Publication year - 2018
Publication title -
annals of the new york academy of sciences
Language(s) - English
Resource type - Journals
SCImago Journal Rank - 1.712
H-Index - 248
eISSN - 1749-6632
pISSN - 0077-8923
DOI - 10.1111/nyas.13546
Subject(s) - mtorc1 , methionine , longevity , lipogenesis , metabolism , amino acid , life span , protein turnover , biology , biochemistry , protein metabolism , energy metabolism , endocrinology , pi3k/akt/mtor pathway , protein biosynthesis , genetics , signal transduction , evolutionary biology
Dietary restriction (DR) increases median life span and protects against age‐related disease. Improved longevity can be achieved by restriction of dietary energy, protein, or amino acids (AAs), such as methionine (Met).

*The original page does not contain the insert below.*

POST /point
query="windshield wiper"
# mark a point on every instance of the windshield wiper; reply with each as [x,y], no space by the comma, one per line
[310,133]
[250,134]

Met requirements have been defined using methodologies that measure the dose response to Met when all other dietary variables are held constant and with outcomes focused on protein turnover. Here, we cover protein and sulfur AA requirements and discuss the terms “deficient,” “optimal,” and “excess” and how these need to be considered. We additionally discuss the effect of methyl‐donating compounds on sulfur AA metabolism and outcomes. We will discuss how the mechanistic target of rapamycin complex 1 (mTORC1) signaling network regulates protein turnover, lipogenesis and cell growth, proliferation, differentiation, and metabolism in response to hormones, AAs, and cellular energy status. Inhibition of mTORC1 signaling with rapamycin or genetic mutation increases median life span in model organisms, and mTORC1 inhibition may be responsible for some of the life span–extending effects of DR. Finally, we discuss how the sulfur AAs may regulate aspects of reactive oxygen species (ROS) mitigation. Overall, we suggest that approaches evaluating AA intake need to consider whole‐body protein synthesis and measures related to tissue‐specific and whole‐body metabolism that have been associated with longevity.